Edit SQL files

You should be familiar with SQL and the Open Contracting Data Standard. You don’t need to know Python, as there’s no need to touch Kingfisher Summarize’s Python files, only its SQL files.

This how-to guide will walk you through the steps of editing SQL files (if you haven’t already, please follow the Setup guide):

  1. Make your changes to the SQL files

  2. Review your changes

  3. Update the documentation

  4. Run the tests, to make sure your changes were successful and didn’t break anything else.

    pytest
    
  5. Format the SQL files

  6. To merge your changes, push your changes to GitHub and make a pull request

Make changes

Example: Add a column

We want to add the description values of the Tender and Award objects to the tender_summary and awards_summary views. (Note: This is already done.)

  1. Find the SQL file to change.

    • The tender_summary.sql file contains the CREATE VIEW tender_summary statement.

  2. Find the SQL statement to change.

    • The tender_summary view selects from the tender_summary_no_data table.

  3. Add the description field to the SELECT clause for the tender_summary_no_data table.

    • You can see the other OCDS fields in the statement. Add it alongside those.

    CREATE TABLE tender_summary_no_data AS
    SELECT
        r.id,
        r.release_type,
        r.collection_id,
        r.ocid,
        r.release_id,
        r.data_id,
        tender ->> 'id' AS tender_id,
        tender ->> 'title' AS tender_title,
        tender ->> 'status' AS tender_status,
        tender ->> 'description' AS tender_description, -- OUR ADDITION
    ...
    
  4. Do the same for the table summarizing the Award object, by editing the SELECT clause for the awards_summary_no_data table in the awards_summary.sql file.

    ...
        award ->> 'title' AS award_title,
        award ->> 'status' AS award_status,
        award ->> 'description' AS award_description, -- OUR ADDITION
    ...
    

Example: Add an aggregate

We want to add the number of Document objects (in total and for each documentType value) across all Planning objects to the release_summary view. (Note: This is already done.)

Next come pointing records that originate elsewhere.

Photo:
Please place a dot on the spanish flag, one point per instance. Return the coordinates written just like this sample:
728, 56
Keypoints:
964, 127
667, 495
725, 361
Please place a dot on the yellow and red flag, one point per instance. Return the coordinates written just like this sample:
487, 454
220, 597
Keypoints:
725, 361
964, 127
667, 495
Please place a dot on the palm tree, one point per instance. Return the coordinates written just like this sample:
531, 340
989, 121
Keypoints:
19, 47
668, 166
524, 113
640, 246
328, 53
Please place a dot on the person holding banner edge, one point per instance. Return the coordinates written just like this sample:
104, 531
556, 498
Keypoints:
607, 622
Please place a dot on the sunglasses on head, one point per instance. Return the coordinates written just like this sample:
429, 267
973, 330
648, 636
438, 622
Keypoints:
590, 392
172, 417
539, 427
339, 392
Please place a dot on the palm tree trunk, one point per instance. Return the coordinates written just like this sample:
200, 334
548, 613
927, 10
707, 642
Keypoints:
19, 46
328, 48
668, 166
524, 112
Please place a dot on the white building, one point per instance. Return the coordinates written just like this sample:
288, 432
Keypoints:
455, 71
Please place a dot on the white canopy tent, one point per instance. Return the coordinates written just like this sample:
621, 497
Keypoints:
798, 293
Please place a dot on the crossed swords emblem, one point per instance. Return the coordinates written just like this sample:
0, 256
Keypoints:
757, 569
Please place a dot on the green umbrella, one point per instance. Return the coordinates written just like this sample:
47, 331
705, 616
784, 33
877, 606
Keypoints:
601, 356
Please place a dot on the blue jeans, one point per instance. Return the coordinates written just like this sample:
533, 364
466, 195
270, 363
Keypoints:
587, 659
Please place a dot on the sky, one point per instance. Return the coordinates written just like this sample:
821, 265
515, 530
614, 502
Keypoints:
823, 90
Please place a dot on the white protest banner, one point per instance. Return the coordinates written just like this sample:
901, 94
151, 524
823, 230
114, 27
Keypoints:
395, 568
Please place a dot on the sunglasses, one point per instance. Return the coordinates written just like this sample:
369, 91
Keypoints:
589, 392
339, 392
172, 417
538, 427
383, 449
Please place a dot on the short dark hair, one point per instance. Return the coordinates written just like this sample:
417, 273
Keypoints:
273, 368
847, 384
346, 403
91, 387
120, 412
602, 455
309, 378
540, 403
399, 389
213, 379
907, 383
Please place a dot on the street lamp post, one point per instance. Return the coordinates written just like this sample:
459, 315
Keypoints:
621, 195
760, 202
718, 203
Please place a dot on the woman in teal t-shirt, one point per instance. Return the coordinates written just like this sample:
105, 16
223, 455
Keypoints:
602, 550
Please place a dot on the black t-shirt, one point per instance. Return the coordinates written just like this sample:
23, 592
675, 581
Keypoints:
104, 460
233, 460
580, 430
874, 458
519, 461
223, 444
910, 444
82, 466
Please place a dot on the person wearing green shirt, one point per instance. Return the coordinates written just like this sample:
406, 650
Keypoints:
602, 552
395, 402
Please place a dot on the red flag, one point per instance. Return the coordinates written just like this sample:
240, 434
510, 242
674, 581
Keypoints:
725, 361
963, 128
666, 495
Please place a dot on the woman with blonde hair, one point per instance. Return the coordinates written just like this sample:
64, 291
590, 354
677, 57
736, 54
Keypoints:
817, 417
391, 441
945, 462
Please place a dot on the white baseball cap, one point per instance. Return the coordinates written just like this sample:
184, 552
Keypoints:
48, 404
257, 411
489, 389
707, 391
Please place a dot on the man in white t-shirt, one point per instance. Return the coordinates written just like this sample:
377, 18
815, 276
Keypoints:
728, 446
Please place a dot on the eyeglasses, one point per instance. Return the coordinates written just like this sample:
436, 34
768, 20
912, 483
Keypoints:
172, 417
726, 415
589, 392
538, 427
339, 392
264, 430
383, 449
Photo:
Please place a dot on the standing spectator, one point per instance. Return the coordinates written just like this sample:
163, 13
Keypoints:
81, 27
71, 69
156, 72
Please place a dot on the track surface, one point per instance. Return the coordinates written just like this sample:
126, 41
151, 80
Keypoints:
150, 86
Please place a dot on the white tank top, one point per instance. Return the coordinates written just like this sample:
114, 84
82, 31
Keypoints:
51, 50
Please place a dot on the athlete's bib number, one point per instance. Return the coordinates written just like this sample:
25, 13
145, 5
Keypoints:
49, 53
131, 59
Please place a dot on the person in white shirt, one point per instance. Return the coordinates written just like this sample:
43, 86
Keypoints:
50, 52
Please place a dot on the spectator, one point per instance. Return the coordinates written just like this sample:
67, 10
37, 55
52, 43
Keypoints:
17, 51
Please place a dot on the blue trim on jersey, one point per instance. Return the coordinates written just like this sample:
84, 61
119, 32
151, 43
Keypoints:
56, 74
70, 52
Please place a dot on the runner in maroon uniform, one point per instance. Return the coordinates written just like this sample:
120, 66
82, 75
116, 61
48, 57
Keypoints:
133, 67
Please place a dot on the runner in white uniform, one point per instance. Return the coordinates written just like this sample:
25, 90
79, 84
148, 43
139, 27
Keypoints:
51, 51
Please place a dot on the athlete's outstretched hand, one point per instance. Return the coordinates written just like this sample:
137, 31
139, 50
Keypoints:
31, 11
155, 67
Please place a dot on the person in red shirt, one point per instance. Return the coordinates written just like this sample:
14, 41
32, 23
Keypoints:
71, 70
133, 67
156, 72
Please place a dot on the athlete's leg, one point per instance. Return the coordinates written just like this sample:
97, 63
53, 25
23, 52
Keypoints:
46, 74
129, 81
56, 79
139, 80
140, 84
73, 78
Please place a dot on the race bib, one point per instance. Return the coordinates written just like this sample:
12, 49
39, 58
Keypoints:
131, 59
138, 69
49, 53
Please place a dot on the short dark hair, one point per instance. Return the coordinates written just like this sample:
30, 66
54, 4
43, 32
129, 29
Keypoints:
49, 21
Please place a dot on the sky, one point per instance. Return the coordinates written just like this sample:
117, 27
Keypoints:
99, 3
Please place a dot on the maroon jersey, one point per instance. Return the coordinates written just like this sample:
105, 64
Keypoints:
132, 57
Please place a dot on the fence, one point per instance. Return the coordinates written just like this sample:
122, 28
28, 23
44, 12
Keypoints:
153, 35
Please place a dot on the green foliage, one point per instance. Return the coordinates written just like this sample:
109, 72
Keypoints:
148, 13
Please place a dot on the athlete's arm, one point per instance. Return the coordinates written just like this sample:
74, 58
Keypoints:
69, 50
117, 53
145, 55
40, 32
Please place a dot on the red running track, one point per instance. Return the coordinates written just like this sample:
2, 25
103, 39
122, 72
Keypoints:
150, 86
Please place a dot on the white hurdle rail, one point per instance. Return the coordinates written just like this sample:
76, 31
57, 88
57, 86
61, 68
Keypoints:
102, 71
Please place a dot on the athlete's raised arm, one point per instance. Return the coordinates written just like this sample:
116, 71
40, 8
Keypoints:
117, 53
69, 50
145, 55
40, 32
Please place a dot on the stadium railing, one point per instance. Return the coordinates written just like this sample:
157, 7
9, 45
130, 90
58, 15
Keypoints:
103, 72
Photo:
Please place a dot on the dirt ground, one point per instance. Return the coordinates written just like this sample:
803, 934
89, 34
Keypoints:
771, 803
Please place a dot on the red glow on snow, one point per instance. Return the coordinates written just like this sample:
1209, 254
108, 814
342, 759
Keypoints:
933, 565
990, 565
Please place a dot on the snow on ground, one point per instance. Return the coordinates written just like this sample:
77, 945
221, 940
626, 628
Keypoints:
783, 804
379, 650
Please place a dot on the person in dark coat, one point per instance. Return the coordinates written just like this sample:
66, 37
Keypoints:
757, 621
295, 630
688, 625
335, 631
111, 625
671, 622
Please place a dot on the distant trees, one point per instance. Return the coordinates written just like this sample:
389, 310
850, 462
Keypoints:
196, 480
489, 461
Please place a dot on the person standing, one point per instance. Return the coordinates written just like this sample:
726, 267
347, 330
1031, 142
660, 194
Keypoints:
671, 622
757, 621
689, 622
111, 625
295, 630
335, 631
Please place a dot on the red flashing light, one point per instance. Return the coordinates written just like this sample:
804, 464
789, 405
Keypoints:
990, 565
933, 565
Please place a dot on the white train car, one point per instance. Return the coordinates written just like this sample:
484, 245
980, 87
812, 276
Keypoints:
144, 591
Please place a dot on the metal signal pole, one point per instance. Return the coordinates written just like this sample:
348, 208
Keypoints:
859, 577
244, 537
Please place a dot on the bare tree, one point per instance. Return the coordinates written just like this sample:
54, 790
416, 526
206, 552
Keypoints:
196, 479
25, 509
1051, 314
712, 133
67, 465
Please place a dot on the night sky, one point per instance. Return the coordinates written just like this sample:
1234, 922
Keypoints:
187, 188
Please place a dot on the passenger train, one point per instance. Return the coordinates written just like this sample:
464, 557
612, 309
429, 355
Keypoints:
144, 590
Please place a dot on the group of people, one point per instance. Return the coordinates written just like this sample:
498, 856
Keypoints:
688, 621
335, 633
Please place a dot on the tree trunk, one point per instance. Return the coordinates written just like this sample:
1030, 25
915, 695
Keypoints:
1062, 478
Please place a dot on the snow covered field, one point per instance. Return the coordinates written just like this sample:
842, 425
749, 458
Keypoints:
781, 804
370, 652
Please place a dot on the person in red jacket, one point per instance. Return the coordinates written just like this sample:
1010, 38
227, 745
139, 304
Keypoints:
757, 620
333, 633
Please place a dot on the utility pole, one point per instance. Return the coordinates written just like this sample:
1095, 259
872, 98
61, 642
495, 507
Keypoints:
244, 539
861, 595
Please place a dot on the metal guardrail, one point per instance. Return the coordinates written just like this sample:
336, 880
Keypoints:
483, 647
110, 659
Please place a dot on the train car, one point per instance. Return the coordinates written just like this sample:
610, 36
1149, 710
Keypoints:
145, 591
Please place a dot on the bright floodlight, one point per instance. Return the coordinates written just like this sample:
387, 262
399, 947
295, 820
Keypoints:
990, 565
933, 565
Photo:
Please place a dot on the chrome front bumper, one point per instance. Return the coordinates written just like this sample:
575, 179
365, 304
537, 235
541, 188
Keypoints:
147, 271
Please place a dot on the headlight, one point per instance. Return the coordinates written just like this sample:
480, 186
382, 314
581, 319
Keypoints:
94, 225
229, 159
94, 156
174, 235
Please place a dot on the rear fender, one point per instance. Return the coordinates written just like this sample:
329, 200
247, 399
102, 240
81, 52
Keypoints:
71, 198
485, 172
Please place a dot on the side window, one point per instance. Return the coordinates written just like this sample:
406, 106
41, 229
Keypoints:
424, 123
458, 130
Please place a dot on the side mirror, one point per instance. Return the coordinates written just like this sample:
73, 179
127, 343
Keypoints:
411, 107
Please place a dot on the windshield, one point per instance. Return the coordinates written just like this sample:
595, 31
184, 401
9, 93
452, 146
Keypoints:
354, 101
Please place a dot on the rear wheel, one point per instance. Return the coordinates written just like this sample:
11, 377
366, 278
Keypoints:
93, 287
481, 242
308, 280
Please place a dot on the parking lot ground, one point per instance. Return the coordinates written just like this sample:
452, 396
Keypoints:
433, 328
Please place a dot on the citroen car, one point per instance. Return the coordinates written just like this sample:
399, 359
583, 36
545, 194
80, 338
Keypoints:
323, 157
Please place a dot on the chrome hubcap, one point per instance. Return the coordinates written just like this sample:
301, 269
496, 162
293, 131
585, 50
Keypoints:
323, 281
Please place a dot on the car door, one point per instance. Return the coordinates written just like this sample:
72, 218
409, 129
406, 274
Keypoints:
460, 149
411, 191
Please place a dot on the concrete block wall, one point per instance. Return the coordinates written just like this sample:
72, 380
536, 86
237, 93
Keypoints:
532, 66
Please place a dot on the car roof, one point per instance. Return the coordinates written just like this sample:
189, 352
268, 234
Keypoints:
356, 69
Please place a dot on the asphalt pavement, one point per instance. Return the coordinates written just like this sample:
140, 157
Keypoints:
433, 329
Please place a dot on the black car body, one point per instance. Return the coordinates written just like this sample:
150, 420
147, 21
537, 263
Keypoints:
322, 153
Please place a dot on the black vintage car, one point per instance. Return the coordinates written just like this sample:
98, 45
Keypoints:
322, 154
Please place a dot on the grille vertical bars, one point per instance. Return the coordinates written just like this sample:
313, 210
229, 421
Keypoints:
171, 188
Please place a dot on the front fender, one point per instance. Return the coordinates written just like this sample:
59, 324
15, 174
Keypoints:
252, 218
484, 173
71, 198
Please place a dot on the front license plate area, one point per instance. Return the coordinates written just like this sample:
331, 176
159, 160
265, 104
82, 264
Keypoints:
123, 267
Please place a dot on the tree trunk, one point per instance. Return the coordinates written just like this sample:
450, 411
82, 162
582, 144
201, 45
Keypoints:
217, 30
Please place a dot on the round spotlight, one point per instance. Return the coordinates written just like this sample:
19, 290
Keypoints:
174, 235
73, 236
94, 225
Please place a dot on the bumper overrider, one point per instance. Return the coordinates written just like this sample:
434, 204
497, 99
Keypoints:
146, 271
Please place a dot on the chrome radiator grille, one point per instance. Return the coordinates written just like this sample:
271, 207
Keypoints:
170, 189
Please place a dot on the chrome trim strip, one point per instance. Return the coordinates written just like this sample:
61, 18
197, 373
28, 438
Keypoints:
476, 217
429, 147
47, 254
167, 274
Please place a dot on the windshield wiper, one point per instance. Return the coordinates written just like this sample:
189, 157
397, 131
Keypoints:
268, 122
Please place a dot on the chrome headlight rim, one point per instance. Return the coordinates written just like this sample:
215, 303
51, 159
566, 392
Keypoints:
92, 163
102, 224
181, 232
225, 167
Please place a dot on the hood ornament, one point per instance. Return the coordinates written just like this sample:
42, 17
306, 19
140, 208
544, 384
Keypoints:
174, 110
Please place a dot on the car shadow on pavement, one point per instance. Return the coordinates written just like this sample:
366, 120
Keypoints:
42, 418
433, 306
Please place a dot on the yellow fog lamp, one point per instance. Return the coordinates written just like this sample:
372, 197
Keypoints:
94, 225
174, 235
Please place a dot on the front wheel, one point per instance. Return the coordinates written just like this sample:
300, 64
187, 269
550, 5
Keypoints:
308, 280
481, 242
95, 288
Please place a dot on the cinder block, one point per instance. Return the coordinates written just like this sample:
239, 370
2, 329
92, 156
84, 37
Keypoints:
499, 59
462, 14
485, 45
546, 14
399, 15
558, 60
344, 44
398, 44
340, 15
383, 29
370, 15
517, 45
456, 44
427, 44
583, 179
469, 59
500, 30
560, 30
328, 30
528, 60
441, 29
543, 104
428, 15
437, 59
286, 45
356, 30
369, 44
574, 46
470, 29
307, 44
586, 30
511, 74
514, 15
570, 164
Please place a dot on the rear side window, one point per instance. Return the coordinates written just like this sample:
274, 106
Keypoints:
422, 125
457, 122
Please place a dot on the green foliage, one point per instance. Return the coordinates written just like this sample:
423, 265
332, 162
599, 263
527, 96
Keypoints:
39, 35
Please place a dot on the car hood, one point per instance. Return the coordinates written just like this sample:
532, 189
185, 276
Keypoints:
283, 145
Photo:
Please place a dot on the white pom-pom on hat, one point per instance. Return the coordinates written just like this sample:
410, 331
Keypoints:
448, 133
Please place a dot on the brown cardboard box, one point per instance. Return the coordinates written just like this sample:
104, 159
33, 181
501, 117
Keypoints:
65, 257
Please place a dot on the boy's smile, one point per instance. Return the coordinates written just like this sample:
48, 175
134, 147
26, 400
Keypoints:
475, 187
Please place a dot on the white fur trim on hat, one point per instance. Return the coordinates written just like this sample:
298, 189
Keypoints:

tender_document_documenttype_counts and total_tender_documents columns already exist for Tender objects. We can follow their example to add planning_document_documenttype_counts and total_planning_documents columns.

This example demonstrates how temporary (tmp_*) tables are used to build final tables.

  1. The tender_document_documenttype_counts term occurs in the agg_tender.sql file, which populates a tmp_tender_documents_aggregates table with that column. Following this template, we create this file:

    CREATE TABLE tmp_planning_documents_aggregates AS
    SELECT
        id,
        jsonb_object_agg(coalesce(documentType, ''), documentType_count) planning_document_documenttype_counts
    FROM (
        SELECT
            id,
            documentType,
            count(*) documentType_count
        FROM
            planning_documents_summary
        GROUP BY
            id,
            documentType) AS d
    GROUP BY
        id;
    
    CREATE UNIQUE INDEX tmp_planning_documents_aggregates_id ON tmp_planning_documents_aggregates (id);
    
  2. Next, the tmp_tender_documents_aggregates term occurs in the release_summary.sql file, which JOIN s the table into the release_summary_no_data table. Following this template, we add this clause in that file:

    LEFT JOIN tmp_planning_documents_aggregates USING (id)
    
  3. Next, the total_tender_documents term occurs in the release_summary.sql file, in a JOIN clause. Following this template, we add this clause in that file:

    LEFT JOIN (
        SELECT
            id,
            documents_count AS total_planning_documents
        FROM
            planning_summary) AS planning_summary USING (id)
    
  4. Finally, drop the tmp_ table in the sql/final/drop.sql file:

    DROP TABLE tmp_planning_documents_aggregates;
    

Note

The order of the JOIN s controls the order of the columns in the table.

Review changes

Review your changes by comparing to the initial summaries you created when loading data. Create new summaries:

./manage.py add 1 "Review new column" --name review_new_column

Then, check that the data is as you expect it to be. (If you’re viewing the data in a PostgreSQL client, don’t forget to refresh it.)

Update documentation

The tests won’t pass if you don’t document the new columns!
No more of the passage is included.